É interessante perceber como diz Cloves Luiz Pereira Oliveira a razão de lugares com mais população branca conseguirem eleger negros e lugares com população majoritária negra terem dificuldade para eleger negros e facilidade para brancos por exemplo. Mas isto é reflexo da nossa história e cultura. Vale citar um trecho da obra do autor polonês Isaac Bashevis Singer.

“Os mortos não vão a lugar nenhum. Eles estão todos aqui. Todo homem é um cemitério, todas as nossas avós e avôs. Um verdadeiro cemitério, onde estão nossas avós e avôs. O pai e a mãe, a esposa, a criança. Todos estão aqui todo tempo.” Isaac Bashevis Singer.
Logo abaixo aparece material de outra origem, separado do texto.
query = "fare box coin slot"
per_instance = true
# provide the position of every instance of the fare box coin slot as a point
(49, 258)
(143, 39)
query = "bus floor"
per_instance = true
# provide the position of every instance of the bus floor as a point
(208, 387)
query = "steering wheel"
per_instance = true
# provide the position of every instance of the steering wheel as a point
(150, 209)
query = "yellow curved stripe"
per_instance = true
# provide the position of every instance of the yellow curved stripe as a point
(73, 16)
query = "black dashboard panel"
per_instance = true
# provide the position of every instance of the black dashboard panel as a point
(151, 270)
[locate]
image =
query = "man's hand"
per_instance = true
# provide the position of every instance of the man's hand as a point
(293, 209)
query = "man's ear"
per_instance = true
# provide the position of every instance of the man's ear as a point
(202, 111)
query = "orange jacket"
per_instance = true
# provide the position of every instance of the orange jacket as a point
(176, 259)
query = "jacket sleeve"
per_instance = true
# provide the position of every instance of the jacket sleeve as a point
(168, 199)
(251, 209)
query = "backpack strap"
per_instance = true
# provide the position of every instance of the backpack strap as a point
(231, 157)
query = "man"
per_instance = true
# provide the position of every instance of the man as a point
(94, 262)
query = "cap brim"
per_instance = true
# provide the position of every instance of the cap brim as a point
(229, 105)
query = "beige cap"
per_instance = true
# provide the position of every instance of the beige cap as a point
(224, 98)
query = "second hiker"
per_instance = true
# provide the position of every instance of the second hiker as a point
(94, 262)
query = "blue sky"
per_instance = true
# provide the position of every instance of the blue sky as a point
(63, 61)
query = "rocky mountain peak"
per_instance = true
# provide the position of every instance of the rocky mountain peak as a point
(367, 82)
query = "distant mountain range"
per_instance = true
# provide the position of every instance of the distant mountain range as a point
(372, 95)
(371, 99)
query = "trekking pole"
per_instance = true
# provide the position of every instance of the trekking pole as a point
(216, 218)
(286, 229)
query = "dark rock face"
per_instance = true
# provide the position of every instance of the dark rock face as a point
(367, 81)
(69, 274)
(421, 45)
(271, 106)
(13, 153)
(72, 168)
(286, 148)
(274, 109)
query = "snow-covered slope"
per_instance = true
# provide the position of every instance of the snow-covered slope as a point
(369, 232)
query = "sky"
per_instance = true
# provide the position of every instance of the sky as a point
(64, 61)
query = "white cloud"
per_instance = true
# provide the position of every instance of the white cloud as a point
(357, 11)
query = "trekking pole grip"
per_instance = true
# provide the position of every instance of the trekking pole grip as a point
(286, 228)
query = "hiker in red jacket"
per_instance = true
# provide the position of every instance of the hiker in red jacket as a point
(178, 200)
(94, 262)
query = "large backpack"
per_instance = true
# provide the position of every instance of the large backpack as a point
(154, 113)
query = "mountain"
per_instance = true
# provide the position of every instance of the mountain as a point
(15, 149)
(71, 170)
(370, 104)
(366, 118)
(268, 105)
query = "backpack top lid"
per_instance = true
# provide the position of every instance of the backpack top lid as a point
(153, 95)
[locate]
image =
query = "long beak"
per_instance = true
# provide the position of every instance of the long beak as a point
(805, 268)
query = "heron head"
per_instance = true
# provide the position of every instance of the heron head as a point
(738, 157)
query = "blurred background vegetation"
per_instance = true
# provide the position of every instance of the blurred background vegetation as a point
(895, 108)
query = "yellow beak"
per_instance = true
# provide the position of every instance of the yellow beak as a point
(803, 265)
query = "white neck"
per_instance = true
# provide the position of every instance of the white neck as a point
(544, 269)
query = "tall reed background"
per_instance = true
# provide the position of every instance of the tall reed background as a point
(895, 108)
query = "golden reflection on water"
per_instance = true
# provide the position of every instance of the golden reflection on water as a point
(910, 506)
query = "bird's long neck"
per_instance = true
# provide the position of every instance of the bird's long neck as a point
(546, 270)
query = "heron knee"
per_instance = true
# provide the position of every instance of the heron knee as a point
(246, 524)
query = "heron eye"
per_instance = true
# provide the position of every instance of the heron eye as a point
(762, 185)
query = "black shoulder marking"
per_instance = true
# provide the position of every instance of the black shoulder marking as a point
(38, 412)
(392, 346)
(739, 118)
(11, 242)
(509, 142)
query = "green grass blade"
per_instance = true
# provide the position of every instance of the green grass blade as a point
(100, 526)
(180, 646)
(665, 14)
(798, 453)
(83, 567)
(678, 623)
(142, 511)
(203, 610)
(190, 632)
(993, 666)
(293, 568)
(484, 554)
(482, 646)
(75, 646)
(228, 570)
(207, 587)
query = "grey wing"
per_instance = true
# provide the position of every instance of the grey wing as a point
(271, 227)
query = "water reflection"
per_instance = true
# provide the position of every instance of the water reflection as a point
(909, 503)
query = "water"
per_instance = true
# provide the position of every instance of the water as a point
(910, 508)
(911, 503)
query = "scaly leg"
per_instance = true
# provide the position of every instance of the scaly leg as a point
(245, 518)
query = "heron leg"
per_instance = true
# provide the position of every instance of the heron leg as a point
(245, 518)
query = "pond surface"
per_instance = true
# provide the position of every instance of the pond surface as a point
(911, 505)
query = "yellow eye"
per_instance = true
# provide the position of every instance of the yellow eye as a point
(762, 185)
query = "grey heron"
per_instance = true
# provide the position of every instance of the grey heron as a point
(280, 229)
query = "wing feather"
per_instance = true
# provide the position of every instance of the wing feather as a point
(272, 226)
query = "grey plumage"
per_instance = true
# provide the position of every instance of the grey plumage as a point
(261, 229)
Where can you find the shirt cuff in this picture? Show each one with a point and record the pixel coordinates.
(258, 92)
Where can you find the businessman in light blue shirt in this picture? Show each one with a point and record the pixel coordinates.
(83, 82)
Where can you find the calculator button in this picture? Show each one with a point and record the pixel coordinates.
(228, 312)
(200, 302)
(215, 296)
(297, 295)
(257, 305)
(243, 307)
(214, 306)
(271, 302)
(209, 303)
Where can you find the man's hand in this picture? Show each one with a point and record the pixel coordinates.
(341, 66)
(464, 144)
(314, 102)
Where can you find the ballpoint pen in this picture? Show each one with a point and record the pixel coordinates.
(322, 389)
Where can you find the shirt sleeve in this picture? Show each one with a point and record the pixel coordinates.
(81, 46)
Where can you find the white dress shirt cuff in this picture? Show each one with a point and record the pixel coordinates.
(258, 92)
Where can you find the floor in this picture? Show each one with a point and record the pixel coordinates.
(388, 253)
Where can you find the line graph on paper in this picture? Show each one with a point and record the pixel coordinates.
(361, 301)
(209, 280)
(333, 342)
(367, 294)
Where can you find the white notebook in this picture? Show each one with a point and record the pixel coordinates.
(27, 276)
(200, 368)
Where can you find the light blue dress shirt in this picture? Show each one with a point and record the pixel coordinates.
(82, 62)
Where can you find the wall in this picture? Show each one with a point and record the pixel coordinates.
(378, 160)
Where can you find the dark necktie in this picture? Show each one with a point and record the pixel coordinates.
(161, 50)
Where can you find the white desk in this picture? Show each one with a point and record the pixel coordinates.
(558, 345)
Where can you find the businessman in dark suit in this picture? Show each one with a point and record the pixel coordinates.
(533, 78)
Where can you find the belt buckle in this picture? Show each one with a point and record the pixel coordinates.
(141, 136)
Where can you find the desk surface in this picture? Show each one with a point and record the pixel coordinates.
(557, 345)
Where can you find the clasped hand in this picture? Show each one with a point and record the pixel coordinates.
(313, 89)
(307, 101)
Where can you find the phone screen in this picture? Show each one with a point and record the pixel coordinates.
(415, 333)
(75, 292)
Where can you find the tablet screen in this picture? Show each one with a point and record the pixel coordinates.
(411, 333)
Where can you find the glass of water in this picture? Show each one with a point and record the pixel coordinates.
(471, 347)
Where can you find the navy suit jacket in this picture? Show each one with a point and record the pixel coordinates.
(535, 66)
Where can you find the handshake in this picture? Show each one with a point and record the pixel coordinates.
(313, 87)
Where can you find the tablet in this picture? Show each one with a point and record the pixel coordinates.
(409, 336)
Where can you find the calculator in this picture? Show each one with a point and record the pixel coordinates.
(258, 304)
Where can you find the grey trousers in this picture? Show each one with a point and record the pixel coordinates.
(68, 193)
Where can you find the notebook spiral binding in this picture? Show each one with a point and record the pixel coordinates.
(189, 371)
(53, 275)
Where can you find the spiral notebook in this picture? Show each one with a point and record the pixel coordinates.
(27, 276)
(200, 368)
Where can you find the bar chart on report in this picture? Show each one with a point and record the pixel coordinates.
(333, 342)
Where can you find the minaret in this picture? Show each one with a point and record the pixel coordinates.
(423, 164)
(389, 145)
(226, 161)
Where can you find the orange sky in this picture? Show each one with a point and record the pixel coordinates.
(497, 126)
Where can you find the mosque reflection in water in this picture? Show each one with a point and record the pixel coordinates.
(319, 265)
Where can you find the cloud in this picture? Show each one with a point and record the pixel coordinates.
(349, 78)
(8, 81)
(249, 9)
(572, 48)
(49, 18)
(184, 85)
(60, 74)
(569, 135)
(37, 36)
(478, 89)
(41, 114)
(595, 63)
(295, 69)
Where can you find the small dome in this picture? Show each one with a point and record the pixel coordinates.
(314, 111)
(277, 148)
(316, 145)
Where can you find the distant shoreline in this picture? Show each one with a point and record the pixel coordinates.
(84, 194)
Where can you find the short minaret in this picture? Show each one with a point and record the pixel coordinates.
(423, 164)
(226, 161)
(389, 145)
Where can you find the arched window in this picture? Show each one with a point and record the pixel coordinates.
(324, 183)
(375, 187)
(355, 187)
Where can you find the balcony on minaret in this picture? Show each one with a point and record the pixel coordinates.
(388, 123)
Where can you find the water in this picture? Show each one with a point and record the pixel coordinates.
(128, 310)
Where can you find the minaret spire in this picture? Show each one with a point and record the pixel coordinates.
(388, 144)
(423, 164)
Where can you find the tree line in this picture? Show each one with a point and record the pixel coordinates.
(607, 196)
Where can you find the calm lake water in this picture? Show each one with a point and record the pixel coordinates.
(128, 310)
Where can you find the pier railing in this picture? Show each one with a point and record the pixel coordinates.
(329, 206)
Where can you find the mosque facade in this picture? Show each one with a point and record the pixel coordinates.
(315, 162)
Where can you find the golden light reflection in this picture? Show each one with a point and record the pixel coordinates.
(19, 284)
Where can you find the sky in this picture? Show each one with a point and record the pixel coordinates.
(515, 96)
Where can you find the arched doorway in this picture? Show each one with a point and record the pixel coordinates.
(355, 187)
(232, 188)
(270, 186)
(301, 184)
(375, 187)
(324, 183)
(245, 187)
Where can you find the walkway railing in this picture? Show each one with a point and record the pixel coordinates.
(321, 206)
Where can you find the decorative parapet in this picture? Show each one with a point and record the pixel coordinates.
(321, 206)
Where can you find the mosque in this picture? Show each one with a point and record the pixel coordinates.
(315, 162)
Ou seja, como brasileiros somos fruto de nossas trajetórias coletivas e individuais, inconsciente ou conscientemente, para estar onde estamos. E o passado acompanha o presente e certamente estará no futuro. É esperado que com quase 200 anos de grito da independência consigamos ter um representação mais aberta e participativa com os representados e plural como representantes, já é possível ver o salto de lá para cá no progresso desse instituto no Brasil de modo formal, mas ainda é necessário torna-lo prático especialmente em cargos ditos mais elevados e que demandam mais gastos de campanha como estaduais e nacionais. A grande maioria do congresso nacional continua sendo de homens brancos, casados e maduros. A igualdade de candidatura e votação já existe e é uma realidade por todos os grupos, ao menos na forma da lei. Cabe agora aos eleitores, partidos e candidatos mostrarem como será o futuro.